I have no doubt you can select for and create a playlist of tracks with ~20Hz content if you go looking for it, but the vast majority of music simply doesn't have content down there. Most all rock, metal, classical, folk, or jazz, is not going to have 20Hz frequencies because almost no instruments play that low, and the ones that do are rarely used. Back when I bought my 21" subwoofer for my speaker system I actually got into finding organ music that has 20Hz (and even lower!) content, but organ music is an incredibly niche interest. I agree it's nice to hear music that has that content, but I can also tell you first-hand that even Harman-tuned headphones with good low-bass can't touch what a subwoofer can do with those frequencies.I have a whole playlist of such tracks one of which gets used in every speaker and headphone review. This is one of the powerful strength headphones have even over best speakers in that they have no trouble traversing down to 20 Hz and even lower. It is delightful to hear music like this and give you an idea of what is really in you music.
And what you say is fair re the mids and treble, but your review for the Caldera put most of the emphasis on the "no bass" as if that was the primary problem when you didn't even mention it on headphones that measure much worse or the same in that area. Also, EQing the HD650 bass doesn't fix the high distortion and just makes it worse.They both lack it. What HD650 has which Caldera doesn't is incredibly good lower to mid treble. It puts a smile on my face every time I use it to test a headphone amp. The Caldera is the opposite with a dull sound as I reported in the review. Add some bass EQ to HD650 and it becomes a huge contender for one of the best headphones there is.
I have never suggested we aren't biased by such things. In fact, I readily admit I'm biased towards ZMF because of how they look. Still, if they performed terribly I wouldn't use them as much as I do. I'd just be using my HD650s or Aeon all the time and keeping my ZMFs on their racks to look at (it's actually far easier to enjoy their looks that way!). A lack of bias control is only an issue for the side trying to claim some kind of scientific objectivity. Maybe you'd object you aren't doing that, but many around here seem to think that's the case.I don't know how you, the designer and everyone doing sighted subjective testing of a headphone is not biased by its looks, reputation, supposed design and fidelity, other reviewers they have read, and a million other reasons. So don't ask me for bias control when you have no belief in it yourself. Those are massive *and improper* sources of bias.
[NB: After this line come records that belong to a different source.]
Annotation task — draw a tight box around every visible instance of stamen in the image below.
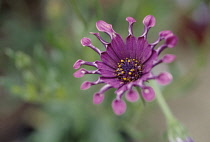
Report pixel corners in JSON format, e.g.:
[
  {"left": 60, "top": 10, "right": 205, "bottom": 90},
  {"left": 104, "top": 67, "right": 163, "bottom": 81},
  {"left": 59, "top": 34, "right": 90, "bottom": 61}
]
[{"left": 115, "top": 58, "right": 143, "bottom": 84}]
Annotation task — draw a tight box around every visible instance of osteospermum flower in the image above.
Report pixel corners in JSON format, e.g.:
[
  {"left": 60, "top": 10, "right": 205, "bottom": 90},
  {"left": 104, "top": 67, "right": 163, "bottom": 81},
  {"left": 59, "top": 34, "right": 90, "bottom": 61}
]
[{"left": 73, "top": 15, "right": 177, "bottom": 115}]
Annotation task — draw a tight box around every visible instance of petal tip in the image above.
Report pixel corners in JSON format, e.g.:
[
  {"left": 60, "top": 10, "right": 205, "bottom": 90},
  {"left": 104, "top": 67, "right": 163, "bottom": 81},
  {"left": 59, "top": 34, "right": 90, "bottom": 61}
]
[
  {"left": 156, "top": 72, "right": 173, "bottom": 85},
  {"left": 126, "top": 17, "right": 136, "bottom": 23},
  {"left": 81, "top": 37, "right": 92, "bottom": 46},
  {"left": 80, "top": 81, "right": 91, "bottom": 90},
  {"left": 125, "top": 90, "right": 139, "bottom": 102},
  {"left": 73, "top": 69, "right": 85, "bottom": 78},
  {"left": 112, "top": 99, "right": 126, "bottom": 115},
  {"left": 143, "top": 15, "right": 156, "bottom": 28},
  {"left": 73, "top": 59, "right": 82, "bottom": 69},
  {"left": 166, "top": 35, "right": 178, "bottom": 48},
  {"left": 141, "top": 86, "right": 155, "bottom": 102}
]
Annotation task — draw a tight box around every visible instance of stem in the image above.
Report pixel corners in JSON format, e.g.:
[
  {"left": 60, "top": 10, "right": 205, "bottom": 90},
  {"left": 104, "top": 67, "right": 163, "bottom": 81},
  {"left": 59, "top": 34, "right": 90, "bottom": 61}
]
[{"left": 151, "top": 81, "right": 175, "bottom": 124}]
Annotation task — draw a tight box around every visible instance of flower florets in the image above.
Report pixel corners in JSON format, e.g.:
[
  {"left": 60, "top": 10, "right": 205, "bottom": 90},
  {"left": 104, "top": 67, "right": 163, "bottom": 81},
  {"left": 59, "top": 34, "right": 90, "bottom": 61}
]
[{"left": 73, "top": 15, "right": 177, "bottom": 115}]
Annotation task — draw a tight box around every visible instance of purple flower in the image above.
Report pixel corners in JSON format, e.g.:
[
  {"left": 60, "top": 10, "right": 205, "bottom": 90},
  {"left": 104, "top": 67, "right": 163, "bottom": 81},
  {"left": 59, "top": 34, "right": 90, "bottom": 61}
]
[
  {"left": 170, "top": 137, "right": 194, "bottom": 142},
  {"left": 73, "top": 15, "right": 177, "bottom": 115}
]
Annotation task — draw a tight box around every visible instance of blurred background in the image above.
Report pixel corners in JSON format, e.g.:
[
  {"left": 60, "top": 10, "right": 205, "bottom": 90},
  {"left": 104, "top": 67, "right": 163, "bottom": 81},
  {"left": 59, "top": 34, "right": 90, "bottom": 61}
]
[{"left": 0, "top": 0, "right": 210, "bottom": 142}]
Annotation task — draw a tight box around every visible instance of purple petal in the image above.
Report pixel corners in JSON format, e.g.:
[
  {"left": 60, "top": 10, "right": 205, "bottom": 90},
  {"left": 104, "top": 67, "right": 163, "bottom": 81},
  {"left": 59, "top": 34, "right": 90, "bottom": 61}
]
[
  {"left": 156, "top": 72, "right": 173, "bottom": 85},
  {"left": 112, "top": 99, "right": 126, "bottom": 115},
  {"left": 166, "top": 35, "right": 177, "bottom": 48},
  {"left": 93, "top": 93, "right": 104, "bottom": 104},
  {"left": 125, "top": 35, "right": 137, "bottom": 59},
  {"left": 96, "top": 20, "right": 115, "bottom": 37},
  {"left": 162, "top": 54, "right": 176, "bottom": 63},
  {"left": 101, "top": 77, "right": 122, "bottom": 88},
  {"left": 73, "top": 59, "right": 83, "bottom": 69},
  {"left": 95, "top": 61, "right": 115, "bottom": 72},
  {"left": 74, "top": 68, "right": 100, "bottom": 78},
  {"left": 73, "top": 59, "right": 97, "bottom": 69},
  {"left": 159, "top": 31, "right": 173, "bottom": 39},
  {"left": 81, "top": 37, "right": 92, "bottom": 46},
  {"left": 74, "top": 68, "right": 85, "bottom": 78},
  {"left": 125, "top": 89, "right": 139, "bottom": 102},
  {"left": 143, "top": 15, "right": 156, "bottom": 28},
  {"left": 106, "top": 44, "right": 120, "bottom": 62},
  {"left": 81, "top": 37, "right": 101, "bottom": 55},
  {"left": 111, "top": 34, "right": 127, "bottom": 59},
  {"left": 126, "top": 17, "right": 136, "bottom": 35},
  {"left": 143, "top": 50, "right": 158, "bottom": 73},
  {"left": 99, "top": 69, "right": 115, "bottom": 77},
  {"left": 101, "top": 52, "right": 117, "bottom": 68},
  {"left": 136, "top": 37, "right": 152, "bottom": 62},
  {"left": 126, "top": 17, "right": 136, "bottom": 24},
  {"left": 80, "top": 81, "right": 91, "bottom": 90},
  {"left": 141, "top": 86, "right": 155, "bottom": 102},
  {"left": 90, "top": 32, "right": 109, "bottom": 46}
]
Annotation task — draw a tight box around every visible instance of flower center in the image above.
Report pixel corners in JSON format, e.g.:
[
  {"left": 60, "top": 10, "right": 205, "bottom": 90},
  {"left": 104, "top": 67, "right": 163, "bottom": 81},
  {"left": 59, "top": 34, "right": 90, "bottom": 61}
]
[{"left": 115, "top": 58, "right": 143, "bottom": 82}]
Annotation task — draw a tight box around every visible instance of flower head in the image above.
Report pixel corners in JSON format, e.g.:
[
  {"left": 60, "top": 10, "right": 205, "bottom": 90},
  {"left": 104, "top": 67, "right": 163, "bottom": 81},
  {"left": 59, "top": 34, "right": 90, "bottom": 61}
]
[{"left": 73, "top": 15, "right": 177, "bottom": 115}]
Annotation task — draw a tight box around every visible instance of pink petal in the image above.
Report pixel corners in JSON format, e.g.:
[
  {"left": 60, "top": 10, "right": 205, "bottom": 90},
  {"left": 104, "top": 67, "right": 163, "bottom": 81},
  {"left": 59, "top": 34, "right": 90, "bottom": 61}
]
[
  {"left": 159, "top": 31, "right": 173, "bottom": 39},
  {"left": 74, "top": 68, "right": 85, "bottom": 78},
  {"left": 80, "top": 81, "right": 91, "bottom": 90},
  {"left": 125, "top": 89, "right": 139, "bottom": 102},
  {"left": 73, "top": 59, "right": 83, "bottom": 69},
  {"left": 126, "top": 17, "right": 136, "bottom": 23},
  {"left": 143, "top": 15, "right": 156, "bottom": 28},
  {"left": 93, "top": 93, "right": 104, "bottom": 104},
  {"left": 166, "top": 35, "right": 178, "bottom": 48},
  {"left": 81, "top": 37, "right": 92, "bottom": 46},
  {"left": 112, "top": 99, "right": 126, "bottom": 115},
  {"left": 96, "top": 20, "right": 115, "bottom": 35},
  {"left": 162, "top": 54, "right": 176, "bottom": 63},
  {"left": 156, "top": 72, "right": 173, "bottom": 85},
  {"left": 141, "top": 86, "right": 155, "bottom": 102}
]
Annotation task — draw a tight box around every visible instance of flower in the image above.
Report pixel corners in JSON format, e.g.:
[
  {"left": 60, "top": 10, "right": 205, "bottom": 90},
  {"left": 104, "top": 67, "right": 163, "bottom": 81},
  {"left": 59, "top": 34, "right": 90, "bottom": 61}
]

I haven't objected to you or anyone doing reviews with measurements. What you say about AI reviews can be said of a lot of things, probably including peer-reviewed papers. I don't know what that's meant to prove other than how good AI is at generating human-like text.If you had watched my video I post video yesterday, you would have seen me explaining why doing subjective reviews without measurements is so wrong. An AI text generator can be substituted for many such subjective reviews and you wouldn't know the difference! After all, how would you be able to denounce them? You have nothing else to dispute their assessment of "this is what I heard."
The rest of your post seems to follow from your mistaken assumption that I'm somehow opposed to measurements or science or evidence when the truth couldn't be further away from that.
My own goals have less to do with audio fidelity and more musical fidelity. We know because of the circle of confusion audio fidelity (even if we could determine it with complete accuracy) doesn't necessarily get you towards musical fidelity. Last night I was listening to the Emersons performing Bartok's String Quartets. Phenomenal musicians, but the audio engineering was very hot in the in the 1k-4k region. Not just my "subjective impression" either as I could see it in the analyzer. Now, you can listen to those performances (and many consider them definitive in that music) on a Harman-tuned headphone and be happy about your audio fidelity, while I'll be over here with a headphone like the Caldera (which I wasn't using last night) and be happier that my ears aren't being pierced to death. Sadly, recordings like that are not as rare as I'd wish them. If they were maybe I'd be more enthusiastic about Harman, but I don't think it's a coincidence that a lot of Harman-tuned headphones get criticized by "subjective" users as being bright. I don't think Harman is bright, I just think a lot of recordings are, and those recordings tend to sound very bad on Harman-tuned headphones.I will tell you: it is that in that there is nothing else out there that comes close to giving us a compass pointing to true north (of correct audio fidelity). Just like a compass, we don't expect it to tell us 1 degree differences in headings. It is not a GPS as I usually say. So don't say it is and then complain that it can't be that. We need to be able to live with ambiguity just like a survivor does in digging his way out of a jungle with said compass.